Rotate List medium

Problem Statement

Given the head of a linked list, rotate the list to the right by k places.

Example 1:

Input: head = [1,2,3,4,5], k = 2 Output: [4,5,1,2,3]

Example 2:

Input: head = [0,1,2], k = 4 Output: [2,0,1]

Steps:

1. Find the length of the linked list: Traverse the linked list to determine its length.
2. Handle edge cases: If the list is empty or k is 0, return the original list. If k is larger than the length of the list, effectively we only need to rotate by k % length places.
3. Find the (length - (k % length))th node: This node will become the new tail of the rotated list.
4. Break the list: Point the next pointer of the (length - (k % length))th node to None. This separates the list into two parts.
5. Connect the lists: Make the original tail node point to the head node.

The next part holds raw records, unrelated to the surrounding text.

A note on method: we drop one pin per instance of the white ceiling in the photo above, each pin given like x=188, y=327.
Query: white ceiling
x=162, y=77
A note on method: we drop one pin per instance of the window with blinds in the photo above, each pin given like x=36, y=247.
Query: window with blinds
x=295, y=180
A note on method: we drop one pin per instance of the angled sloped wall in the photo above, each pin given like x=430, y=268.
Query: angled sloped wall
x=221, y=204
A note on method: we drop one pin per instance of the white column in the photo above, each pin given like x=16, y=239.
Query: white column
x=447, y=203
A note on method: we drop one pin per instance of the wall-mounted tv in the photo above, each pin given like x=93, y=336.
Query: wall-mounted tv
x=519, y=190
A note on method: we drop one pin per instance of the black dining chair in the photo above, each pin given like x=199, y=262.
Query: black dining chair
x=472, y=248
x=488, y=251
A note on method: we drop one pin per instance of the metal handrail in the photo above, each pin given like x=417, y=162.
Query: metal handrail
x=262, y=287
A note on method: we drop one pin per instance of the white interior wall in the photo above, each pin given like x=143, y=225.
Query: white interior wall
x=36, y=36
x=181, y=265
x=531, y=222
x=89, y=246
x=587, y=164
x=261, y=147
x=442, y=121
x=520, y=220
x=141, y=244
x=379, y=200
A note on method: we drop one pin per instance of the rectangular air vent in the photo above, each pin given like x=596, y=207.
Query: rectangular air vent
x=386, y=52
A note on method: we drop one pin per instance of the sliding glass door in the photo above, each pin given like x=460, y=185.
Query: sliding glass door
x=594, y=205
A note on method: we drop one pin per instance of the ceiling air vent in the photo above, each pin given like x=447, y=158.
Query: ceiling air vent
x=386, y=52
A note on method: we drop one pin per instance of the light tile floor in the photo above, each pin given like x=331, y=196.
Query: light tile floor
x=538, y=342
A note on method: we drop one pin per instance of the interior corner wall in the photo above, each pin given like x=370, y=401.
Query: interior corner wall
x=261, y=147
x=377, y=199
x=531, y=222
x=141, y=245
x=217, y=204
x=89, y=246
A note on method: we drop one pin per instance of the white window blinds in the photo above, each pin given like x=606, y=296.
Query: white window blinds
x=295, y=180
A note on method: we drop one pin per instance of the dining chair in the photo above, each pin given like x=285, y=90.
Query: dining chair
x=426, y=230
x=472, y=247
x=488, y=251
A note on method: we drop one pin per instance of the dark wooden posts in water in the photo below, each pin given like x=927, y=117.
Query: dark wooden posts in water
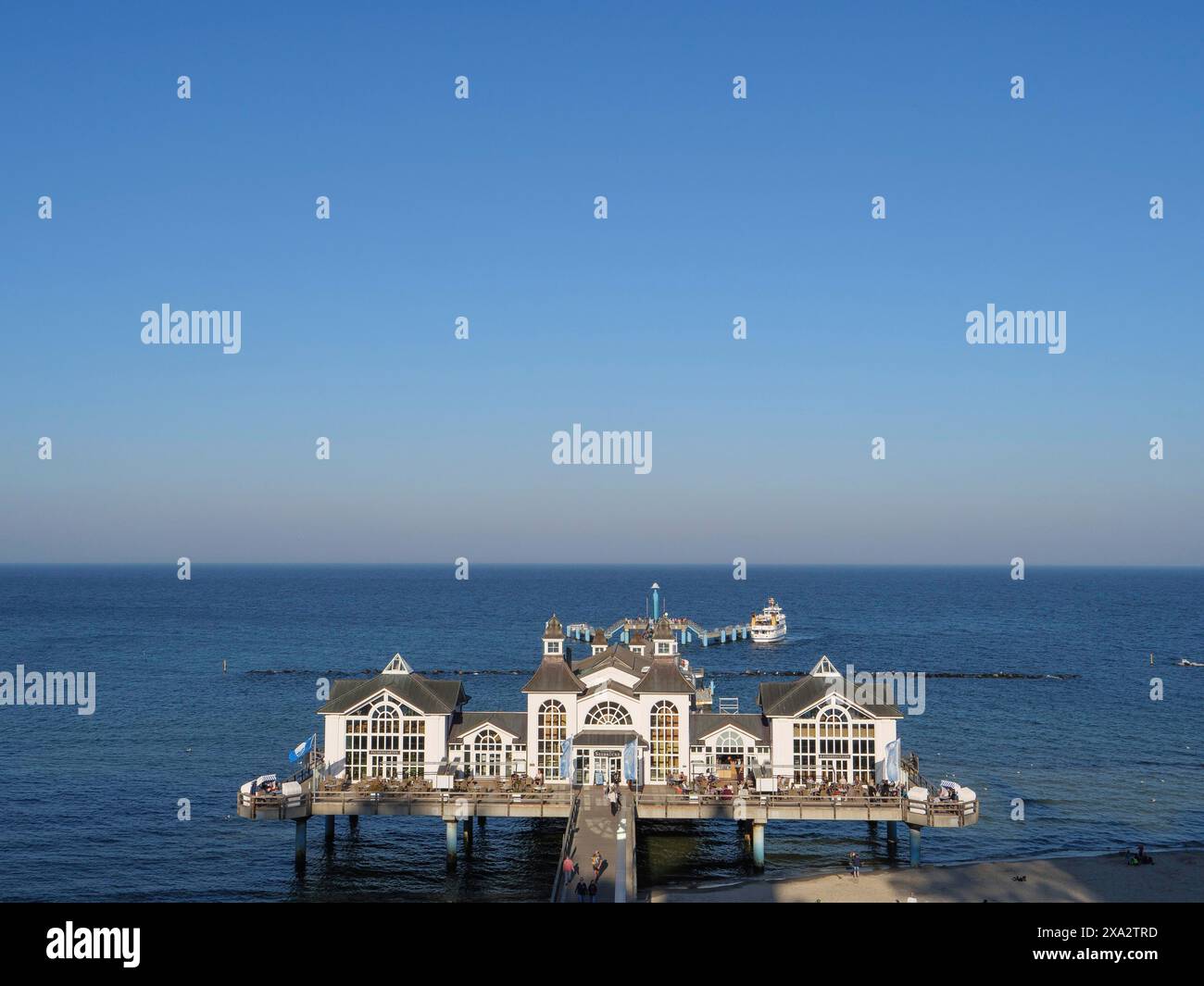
x=915, y=830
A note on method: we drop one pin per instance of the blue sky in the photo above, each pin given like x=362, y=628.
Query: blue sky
x=718, y=207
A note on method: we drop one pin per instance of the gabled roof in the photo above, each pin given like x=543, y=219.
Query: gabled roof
x=398, y=665
x=787, y=698
x=665, y=678
x=617, y=686
x=617, y=656
x=469, y=722
x=823, y=668
x=424, y=694
x=707, y=724
x=554, y=674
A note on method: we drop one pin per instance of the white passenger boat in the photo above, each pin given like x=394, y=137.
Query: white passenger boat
x=770, y=624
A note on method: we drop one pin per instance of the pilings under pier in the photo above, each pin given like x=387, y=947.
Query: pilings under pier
x=759, y=846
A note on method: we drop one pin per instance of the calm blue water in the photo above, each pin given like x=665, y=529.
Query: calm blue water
x=92, y=802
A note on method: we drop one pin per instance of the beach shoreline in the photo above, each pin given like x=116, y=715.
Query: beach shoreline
x=1173, y=878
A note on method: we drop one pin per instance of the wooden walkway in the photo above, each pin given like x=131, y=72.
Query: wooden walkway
x=614, y=837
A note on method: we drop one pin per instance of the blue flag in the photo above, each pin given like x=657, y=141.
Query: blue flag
x=566, y=752
x=300, y=750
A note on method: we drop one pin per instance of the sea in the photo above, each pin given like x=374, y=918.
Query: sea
x=1039, y=693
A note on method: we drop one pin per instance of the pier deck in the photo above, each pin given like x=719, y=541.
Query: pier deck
x=591, y=825
x=653, y=802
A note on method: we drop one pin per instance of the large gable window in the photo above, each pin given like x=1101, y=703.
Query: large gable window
x=663, y=741
x=552, y=730
x=486, y=754
x=384, y=740
x=608, y=714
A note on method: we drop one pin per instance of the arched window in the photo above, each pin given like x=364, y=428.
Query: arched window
x=486, y=754
x=552, y=730
x=665, y=741
x=729, y=742
x=608, y=714
x=834, y=729
x=384, y=732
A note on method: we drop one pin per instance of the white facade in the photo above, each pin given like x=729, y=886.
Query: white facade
x=626, y=713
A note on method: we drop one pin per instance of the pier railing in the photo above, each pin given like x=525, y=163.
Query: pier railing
x=820, y=806
x=566, y=846
x=350, y=802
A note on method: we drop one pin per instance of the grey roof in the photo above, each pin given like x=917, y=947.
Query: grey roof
x=617, y=655
x=665, y=678
x=610, y=686
x=705, y=724
x=787, y=698
x=468, y=722
x=554, y=674
x=615, y=738
x=426, y=694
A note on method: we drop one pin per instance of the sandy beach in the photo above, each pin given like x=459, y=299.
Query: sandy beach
x=1174, y=877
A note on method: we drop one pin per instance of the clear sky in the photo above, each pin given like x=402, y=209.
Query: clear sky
x=718, y=208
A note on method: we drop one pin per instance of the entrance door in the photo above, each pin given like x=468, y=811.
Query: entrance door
x=607, y=764
x=834, y=768
x=383, y=766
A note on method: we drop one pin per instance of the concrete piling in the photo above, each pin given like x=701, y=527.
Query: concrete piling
x=759, y=846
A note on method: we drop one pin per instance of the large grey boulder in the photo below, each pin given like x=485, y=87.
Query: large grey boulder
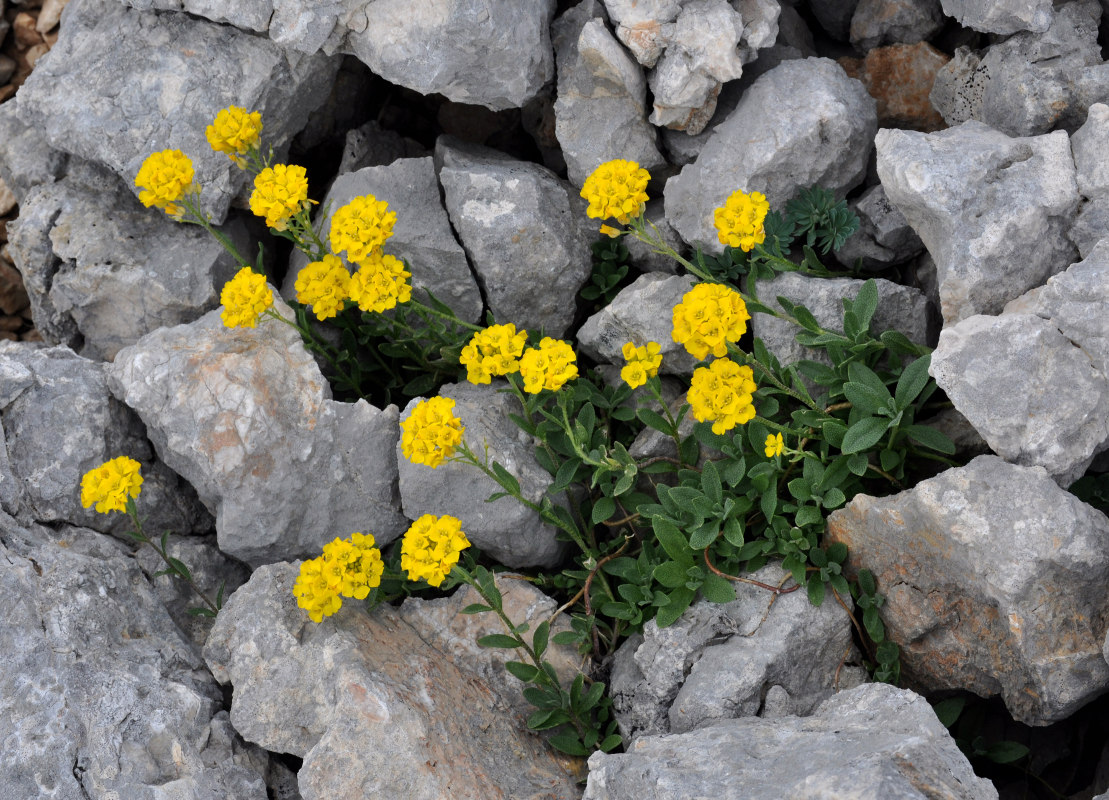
x=507, y=529
x=102, y=271
x=993, y=211
x=802, y=123
x=372, y=707
x=994, y=580
x=421, y=234
x=118, y=104
x=60, y=421
x=100, y=694
x=526, y=232
x=601, y=108
x=1031, y=82
x=719, y=661
x=872, y=742
x=246, y=416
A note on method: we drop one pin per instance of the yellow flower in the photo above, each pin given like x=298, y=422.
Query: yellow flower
x=643, y=363
x=244, y=297
x=380, y=282
x=548, y=366
x=495, y=351
x=740, y=220
x=430, y=547
x=721, y=393
x=165, y=178
x=431, y=432
x=109, y=485
x=616, y=190
x=709, y=316
x=280, y=191
x=234, y=131
x=362, y=226
x=324, y=285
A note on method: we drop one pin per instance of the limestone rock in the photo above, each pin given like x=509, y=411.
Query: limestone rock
x=245, y=415
x=993, y=211
x=802, y=123
x=994, y=580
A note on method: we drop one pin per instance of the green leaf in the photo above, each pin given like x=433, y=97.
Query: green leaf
x=864, y=434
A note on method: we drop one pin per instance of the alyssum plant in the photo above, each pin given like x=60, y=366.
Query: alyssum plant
x=773, y=449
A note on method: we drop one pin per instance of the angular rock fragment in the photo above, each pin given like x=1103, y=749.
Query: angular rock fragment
x=993, y=211
x=994, y=580
x=245, y=415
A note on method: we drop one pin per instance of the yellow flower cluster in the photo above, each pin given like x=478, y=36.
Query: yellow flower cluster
x=362, y=226
x=165, y=178
x=430, y=548
x=495, y=351
x=740, y=221
x=380, y=282
x=431, y=432
x=616, y=190
x=280, y=191
x=244, y=297
x=324, y=285
x=722, y=393
x=234, y=131
x=548, y=366
x=643, y=363
x=710, y=316
x=348, y=568
x=109, y=485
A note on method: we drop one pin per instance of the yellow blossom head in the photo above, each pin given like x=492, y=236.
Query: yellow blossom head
x=740, y=220
x=244, y=299
x=234, y=131
x=165, y=178
x=722, y=393
x=280, y=191
x=324, y=285
x=548, y=366
x=710, y=316
x=360, y=228
x=430, y=547
x=616, y=190
x=380, y=282
x=643, y=363
x=495, y=351
x=431, y=432
x=111, y=484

This completes the rotation.
6. Return the new head: The new head of the rotated list is the node after the (length - (k % length))th node.

Explanation

The key idea is to first find the length of the linked list. Then, we effectively rotate the list by k % length places, which handles cases where k is larger than the list's length. We find the node that should become the new tail, break the list at that point, and then connect the two parts to form the rotated list. This avoids unnecessary traversals and ensures efficient rotation.

Code

class ListNode:
    def __init__(self, val=0, next=None):
        self.val = val
        self.next = next

def rotateRight(head, k):
    if not head or not head.next or k == 0:
        return head

    # Find the length of the linked list
    length = 1
    tail = head
    while tail.next:
        tail = tail.next
        length += 1

    k %= length  # Handle k > length

    if k == 0:
        return head

    # Find the (length - k)th node
    new_tail = head
    for _ in range(length - k -1):
        new_tail = new_tail.next

    new_head = new_tail.next
    tail.next = head
    new_tail.next = None

    return new_head

#Example Usage
head = ListNode(1)
head.next = ListNode(2)
head.next.next = ListNode(3)
head.next.next.next = ListNode(4)
head.next.next.next.next = ListNode(5)

k = 2
rotated_head = rotateRight(head, k)

result = []
while rotated_head:
    result.append(rotated_head.val)
    rotated_head = rotated_head.next
print(result) # Output: [4, 5, 1, 2, 3]


head2 = ListNode(0)
head2.next = ListNode(1)
head2.next.next = ListNode(2)
k2 = 4
rotated_head2 = rotateRight(head2,k2)
result2 = []
while rotated_head2:
    result2.append(rotated_head2.val)
    rotated_head2 = rotated_head2.next
print(result2) #Output: [2, 0, 1]

Complexity

• Time Complexity: O(N), where N is the length of the linked list. We traverse the list once to find the length and again to find the new tail.
• Space Complexity: O(1). We use only a constant amount of extra space.